Antonia. — Il me semble presque le croire.

Nanna. — Crois-moi tout à fait, et non presque.

Antonia. — Et tu as été si perverse que cela ?

Nanna. — Qui pisse comme les autres est comme les autres ; tant que j’ai vécu putain, j’ai agi en putain et je n’ai répugné à faire rien de ce que doit être une putain ; car je ne me serais pas mise putain si je n’avais pas eu le caractère d’une putain, et si jamais femme mérita de recevoir le brevet de putain, c’est ta putain de Nanna qui surtout fut maîtresse en l’art d’avoir toujours vingt-cinq ans. On supputerait plus facilement le nombre des vers luisants d’une dizaine d’étés que les années d’une putain ! Aujourd’hui, elle te dit : « J’ai vingt ans. » Et six ans après, elle te jure n’en avoir que dix-neuf. Mais parlons de choses sérieuses.
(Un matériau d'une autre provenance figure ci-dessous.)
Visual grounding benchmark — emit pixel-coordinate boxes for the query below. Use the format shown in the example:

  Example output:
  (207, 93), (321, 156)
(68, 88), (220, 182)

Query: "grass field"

Que de pauvres diables j’ai fait tailler en morceaux et écharper, de mon temps !

Antonia. — C’est après ton temps que je voudrais te voir.

Nanna. — Dans ce temps-là, grâce aux jubilés, aux indulgences et aux stations, tu verras que mon âme ne sera pas des dernières dans l’autre monde, de même que mon corps n’a pas été des derniers en celui-ci ; non, Madonna ! je ne serai pas des dernières, quoique j’aie eu grand plaisir à faire s’entretuer pour moi les hommes : je le faisais par un noble orgueil, c’était la glorification de ma beauté que d’entendre jour et nuit les épées s’entre-choquer pour elle. Et gare à qui me regardait de travers : je me serais donnée au bourreau pour me venger.

Antonia. — Le mal est le mal et le bien est le bien…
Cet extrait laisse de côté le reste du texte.